If you read the description you’ll see that it’s optimizing around certain syscalls like memcopy (which is otherwise limiting and reduces speed by 5x). I think it’s less language choice, and more low level optimization that is making a difference here.
(To check, I wrote a Go program that doen nothing else than fmt.Print($largebody) in a for loop and it tops out at around 10GB/s)
Note that memcpy is not a syscall. Common syscalls do copies. The fast implementation uses the vmsplice syscall as a clever way to pump a pipe with data, because it doesn't copy.
Indeed. Today for most systems memcpy is in fact a compiler intrinsic. C's standard library offers a memcpy but the reality is that your C standard library was likely supplied by your C compiler vendor, and when you ask for memcmp() in C you get their preferred intrinsic inlined into your program unless you've been very firm in declining that optimisation.

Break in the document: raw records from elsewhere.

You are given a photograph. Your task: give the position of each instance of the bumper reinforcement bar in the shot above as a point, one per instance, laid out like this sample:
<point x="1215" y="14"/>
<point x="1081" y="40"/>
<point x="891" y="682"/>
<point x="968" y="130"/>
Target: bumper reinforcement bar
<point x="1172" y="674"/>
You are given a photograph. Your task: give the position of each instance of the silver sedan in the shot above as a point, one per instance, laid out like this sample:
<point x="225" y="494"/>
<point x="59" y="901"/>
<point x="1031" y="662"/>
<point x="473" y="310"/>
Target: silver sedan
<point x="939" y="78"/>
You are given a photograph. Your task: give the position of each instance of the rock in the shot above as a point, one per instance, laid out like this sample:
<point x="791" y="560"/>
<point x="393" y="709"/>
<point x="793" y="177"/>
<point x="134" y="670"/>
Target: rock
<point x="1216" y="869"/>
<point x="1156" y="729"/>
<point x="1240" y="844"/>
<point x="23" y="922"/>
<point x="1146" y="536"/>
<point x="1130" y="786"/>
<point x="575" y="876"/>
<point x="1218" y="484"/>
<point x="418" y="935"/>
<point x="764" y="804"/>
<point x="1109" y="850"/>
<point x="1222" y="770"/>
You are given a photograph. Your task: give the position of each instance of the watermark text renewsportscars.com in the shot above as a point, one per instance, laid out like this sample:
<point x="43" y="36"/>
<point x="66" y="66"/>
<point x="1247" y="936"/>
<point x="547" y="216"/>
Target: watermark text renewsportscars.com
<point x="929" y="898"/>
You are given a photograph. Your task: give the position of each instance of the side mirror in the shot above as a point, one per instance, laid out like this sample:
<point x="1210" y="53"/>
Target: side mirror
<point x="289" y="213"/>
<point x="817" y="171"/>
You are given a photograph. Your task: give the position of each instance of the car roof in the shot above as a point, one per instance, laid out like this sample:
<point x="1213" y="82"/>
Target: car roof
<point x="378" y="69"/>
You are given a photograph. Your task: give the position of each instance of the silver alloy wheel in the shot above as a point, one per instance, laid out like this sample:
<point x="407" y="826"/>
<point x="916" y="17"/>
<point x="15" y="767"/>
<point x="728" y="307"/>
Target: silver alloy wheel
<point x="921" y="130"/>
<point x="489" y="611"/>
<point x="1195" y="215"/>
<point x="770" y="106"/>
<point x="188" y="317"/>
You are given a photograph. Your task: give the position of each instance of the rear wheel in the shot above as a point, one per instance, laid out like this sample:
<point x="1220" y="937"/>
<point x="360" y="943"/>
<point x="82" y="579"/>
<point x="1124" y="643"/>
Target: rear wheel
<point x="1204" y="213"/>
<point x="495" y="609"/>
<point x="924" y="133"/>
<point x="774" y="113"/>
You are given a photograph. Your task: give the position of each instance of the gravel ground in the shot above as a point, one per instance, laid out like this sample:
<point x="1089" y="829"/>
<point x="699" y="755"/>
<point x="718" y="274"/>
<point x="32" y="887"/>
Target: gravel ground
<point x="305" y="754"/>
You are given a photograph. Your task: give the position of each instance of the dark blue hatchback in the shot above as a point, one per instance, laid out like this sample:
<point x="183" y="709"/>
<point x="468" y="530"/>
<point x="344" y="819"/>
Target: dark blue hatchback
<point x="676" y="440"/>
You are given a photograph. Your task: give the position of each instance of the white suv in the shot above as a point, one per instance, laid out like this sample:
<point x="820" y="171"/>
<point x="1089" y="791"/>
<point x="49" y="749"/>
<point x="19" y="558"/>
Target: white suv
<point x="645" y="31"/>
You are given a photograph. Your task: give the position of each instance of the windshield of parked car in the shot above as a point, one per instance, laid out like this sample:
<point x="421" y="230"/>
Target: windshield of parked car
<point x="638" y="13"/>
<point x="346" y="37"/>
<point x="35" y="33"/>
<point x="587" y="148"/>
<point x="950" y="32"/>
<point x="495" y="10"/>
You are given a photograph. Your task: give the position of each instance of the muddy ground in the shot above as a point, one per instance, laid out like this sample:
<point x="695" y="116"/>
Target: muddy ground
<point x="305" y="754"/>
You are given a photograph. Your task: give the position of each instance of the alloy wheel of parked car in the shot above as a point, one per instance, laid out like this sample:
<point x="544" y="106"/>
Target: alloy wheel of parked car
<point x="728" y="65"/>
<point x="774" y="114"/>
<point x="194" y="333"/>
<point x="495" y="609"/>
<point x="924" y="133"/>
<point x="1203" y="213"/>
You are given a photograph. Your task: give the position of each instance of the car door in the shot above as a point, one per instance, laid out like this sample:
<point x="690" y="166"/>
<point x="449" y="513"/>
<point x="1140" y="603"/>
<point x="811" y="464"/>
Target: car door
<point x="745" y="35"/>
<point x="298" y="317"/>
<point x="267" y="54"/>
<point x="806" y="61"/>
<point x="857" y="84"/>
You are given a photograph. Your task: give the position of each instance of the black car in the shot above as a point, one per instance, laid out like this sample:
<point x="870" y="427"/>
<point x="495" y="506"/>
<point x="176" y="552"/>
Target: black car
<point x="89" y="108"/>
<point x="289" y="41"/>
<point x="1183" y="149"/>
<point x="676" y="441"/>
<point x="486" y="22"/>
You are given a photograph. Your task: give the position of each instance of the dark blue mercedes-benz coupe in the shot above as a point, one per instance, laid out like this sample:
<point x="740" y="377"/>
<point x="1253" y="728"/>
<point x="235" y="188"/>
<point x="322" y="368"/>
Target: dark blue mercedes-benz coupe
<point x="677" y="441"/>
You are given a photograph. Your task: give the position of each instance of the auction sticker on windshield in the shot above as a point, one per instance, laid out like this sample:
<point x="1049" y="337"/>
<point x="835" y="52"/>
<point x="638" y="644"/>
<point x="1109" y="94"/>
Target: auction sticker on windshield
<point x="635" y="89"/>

In Rust this memcpy intrinsic is required (for the core language, not just the standard library) because Rust clearly has arbitrarily large data structures you can literally copy, so, somebody has to take responsibility for doing that work, Rust says it's the compiler back-end's job. On a toy CPU the memcpy might really just be a trivial read->register->write loop because that's adequate.
Oops, I notice hours too late to edit it, that this says memcmp() in one place where it mostly says memcpy(). In fact your C compiler likely has intrinsics for both, but I did mean memcpy() everywhere in the comment.
(To check, I wrote a Go program that doen nothing else than fmt.Print($largebody) in a for loop and it tops out at around 10GB/s)